Once the complex exponential function is obtained, it is combined with other components, such as an adder, multiplexer, and buffer, to implement the weighted sum of two neurons. The fixed-point representation is used throughout the design to maintain precision and reduce the computational overhead.
After finishing the design, an IP core is created using the Xilinx System Generator tool. This IP core is then embedded in Vivado IDE, where behavioral simulation is performed and a hardware implementation report is generated.
3.1.4. CORDIC based design in Vivado
CORDIC-based design in Vivado: In the CORDIC-based design approach in Vivado, we utilize the CORDIC (6.0) IP core of Xilinx to implement the complex exponential function using its built-in Sin and Cos functions and parallel architecture.
Similar to the approach in Simulink, we implement a wrapping function, adder, multiplexer, and buffer in VHDL coding to implement the weighted sum of two neurons.
Figure 4 shows the schemetic diagram of CORDIC-based design in Vivado IDE as an example.
3.1.5. The fixed-point implementation
In the given project, the input range lies between -4 and 4, while the output range is between -1 and 1. To represent the integer part of the input value in binary, only three bits are required as 4 in binary can be represented as 100. One bit is used to represent the sign of the input value, and the remaining bits are reserved for the fractional part.
However, for internal operations such as addition and multiplication, the input values go beyond decimal 16. Therefore, five bits are reserved for the integer part to ensure accurate calculations.
Similarly, for the output values, one bit is used to represent the sign, and the remaining bits are used for the fractional part.
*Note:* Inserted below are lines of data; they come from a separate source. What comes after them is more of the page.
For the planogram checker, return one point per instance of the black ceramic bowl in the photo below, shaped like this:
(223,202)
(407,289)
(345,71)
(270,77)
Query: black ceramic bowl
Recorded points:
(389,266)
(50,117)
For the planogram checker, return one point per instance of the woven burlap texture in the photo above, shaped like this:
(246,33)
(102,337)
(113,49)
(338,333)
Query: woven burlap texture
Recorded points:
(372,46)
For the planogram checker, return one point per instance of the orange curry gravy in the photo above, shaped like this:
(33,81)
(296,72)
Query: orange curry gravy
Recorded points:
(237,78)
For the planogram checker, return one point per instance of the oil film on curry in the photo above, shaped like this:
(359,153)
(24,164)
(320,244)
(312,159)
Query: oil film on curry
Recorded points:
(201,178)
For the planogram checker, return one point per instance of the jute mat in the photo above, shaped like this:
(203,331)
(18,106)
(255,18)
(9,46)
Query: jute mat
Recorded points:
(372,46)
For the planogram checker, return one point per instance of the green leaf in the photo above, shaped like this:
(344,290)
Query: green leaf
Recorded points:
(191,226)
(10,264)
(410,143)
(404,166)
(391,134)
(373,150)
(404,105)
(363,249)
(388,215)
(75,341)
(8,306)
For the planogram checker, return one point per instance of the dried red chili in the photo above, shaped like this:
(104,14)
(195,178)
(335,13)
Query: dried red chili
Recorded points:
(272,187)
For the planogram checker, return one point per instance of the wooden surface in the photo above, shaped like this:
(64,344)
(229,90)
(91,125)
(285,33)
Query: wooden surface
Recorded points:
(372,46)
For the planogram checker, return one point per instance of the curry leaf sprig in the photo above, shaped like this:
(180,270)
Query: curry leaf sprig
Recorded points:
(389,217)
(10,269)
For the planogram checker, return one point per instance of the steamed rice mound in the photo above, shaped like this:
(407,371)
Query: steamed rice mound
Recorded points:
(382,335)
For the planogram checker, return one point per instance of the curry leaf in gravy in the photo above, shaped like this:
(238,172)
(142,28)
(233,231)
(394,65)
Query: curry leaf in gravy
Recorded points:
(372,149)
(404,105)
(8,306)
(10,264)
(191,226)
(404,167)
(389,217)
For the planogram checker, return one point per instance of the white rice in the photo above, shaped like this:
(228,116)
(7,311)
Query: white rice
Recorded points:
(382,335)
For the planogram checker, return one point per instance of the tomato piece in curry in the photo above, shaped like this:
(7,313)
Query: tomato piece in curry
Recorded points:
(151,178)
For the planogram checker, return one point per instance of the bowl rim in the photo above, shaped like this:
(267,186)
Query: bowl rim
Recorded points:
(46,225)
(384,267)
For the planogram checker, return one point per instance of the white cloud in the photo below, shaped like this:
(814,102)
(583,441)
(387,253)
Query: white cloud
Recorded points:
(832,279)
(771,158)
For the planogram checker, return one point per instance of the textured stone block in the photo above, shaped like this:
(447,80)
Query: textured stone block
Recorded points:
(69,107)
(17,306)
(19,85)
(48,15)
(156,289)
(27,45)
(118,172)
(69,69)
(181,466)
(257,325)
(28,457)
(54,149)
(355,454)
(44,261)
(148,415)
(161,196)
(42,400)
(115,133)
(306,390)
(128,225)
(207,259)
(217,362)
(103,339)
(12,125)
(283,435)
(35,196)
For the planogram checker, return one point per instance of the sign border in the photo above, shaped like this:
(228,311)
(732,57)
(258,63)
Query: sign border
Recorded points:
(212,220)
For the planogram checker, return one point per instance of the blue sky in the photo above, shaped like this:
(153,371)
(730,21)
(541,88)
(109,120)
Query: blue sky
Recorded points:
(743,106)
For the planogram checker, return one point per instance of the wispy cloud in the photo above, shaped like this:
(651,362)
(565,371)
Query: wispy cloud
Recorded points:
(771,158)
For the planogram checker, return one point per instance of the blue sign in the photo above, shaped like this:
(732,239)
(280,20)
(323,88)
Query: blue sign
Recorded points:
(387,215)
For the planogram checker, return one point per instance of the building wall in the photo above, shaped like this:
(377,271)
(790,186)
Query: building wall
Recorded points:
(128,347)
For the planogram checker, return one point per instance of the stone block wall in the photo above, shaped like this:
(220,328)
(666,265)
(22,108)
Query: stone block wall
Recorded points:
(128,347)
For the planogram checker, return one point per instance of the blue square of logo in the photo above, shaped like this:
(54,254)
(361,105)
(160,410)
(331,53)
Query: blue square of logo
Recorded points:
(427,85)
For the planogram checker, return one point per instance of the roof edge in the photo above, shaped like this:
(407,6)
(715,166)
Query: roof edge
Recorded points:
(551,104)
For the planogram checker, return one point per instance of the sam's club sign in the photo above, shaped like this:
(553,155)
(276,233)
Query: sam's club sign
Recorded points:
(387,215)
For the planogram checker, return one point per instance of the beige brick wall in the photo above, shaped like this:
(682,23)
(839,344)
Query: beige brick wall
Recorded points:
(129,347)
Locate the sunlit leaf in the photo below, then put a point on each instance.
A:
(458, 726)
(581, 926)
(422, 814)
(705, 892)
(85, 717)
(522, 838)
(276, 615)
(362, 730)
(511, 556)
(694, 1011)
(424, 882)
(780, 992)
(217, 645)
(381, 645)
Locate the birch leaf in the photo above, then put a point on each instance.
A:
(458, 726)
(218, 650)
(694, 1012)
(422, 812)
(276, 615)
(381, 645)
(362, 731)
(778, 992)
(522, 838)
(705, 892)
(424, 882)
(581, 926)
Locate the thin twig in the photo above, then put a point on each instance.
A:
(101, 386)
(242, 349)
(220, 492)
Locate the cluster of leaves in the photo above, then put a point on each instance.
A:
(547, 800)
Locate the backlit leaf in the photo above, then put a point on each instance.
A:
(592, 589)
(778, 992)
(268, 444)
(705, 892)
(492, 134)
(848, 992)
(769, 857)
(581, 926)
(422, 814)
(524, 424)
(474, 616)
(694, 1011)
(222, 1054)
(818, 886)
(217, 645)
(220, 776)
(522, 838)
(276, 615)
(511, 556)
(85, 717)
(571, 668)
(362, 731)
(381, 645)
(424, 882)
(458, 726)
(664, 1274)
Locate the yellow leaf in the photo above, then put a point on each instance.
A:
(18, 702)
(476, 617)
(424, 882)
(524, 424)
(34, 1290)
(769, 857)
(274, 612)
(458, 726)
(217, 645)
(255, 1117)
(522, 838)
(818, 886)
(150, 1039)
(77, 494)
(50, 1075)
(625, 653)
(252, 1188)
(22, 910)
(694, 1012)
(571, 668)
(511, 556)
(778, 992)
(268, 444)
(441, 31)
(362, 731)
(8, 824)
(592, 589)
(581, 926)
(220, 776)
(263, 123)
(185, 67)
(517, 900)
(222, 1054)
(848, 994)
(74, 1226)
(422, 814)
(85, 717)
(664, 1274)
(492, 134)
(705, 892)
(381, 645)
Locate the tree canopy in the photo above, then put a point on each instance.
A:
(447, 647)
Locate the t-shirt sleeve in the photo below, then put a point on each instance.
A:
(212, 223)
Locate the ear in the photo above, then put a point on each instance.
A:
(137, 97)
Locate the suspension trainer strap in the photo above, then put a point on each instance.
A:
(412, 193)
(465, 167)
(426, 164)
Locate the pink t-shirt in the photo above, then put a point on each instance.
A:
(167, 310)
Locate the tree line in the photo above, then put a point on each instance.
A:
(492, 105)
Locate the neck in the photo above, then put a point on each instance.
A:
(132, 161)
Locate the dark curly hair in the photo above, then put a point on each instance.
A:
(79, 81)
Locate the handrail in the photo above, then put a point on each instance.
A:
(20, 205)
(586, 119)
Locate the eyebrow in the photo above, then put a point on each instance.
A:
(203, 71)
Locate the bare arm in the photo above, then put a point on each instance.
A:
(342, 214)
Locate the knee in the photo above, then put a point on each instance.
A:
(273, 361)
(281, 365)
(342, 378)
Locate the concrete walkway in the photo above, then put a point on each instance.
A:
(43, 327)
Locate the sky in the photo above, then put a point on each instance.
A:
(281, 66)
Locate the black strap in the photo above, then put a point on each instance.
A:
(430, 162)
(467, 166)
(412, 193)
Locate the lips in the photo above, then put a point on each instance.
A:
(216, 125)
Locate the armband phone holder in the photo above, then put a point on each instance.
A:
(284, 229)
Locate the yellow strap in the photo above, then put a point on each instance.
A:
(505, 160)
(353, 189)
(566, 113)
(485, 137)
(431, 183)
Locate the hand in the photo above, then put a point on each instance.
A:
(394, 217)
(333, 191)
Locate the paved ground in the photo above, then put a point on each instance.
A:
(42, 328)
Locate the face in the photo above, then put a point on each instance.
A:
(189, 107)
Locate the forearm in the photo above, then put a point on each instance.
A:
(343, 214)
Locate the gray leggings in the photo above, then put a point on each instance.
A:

Since the maximum and minimum output values are 1 and -1, one bit is reserved for decimal 1, and the remaining bits are used for the fractional part.
By utilizing this fixed-point representation technique, we can allocate more bits to the fractional part, thereby enhancing the precision and accuracy of the final output.
Based on the above conditions, for the Simulink and Vivado-based design, in an 8-bit fixed-point implementation, the input is configured as Fix8_5 data format, with one sign bit, two integer bits and five fractional bits. The output comes with Fix8_6 data format, with one sign bit, one integer bit and six fractional bits.
In the 16-bit fixed-point implementation, the input is configured as Fix16_13 data format, with one sign bit, two integer bits and 13 fractional bits. The output comes with Fix16_14 data format, with one sign bit, one integer bit and 14 fractional bits.
In the 32-bit fixed-point implementation, the input is configured as Fix32_29 data format, with one sign bit, two integer bits and 29 fractional bits. The output comes with Fix32_30 data format, with one sign bit, one integer bit and 30 fractional bits.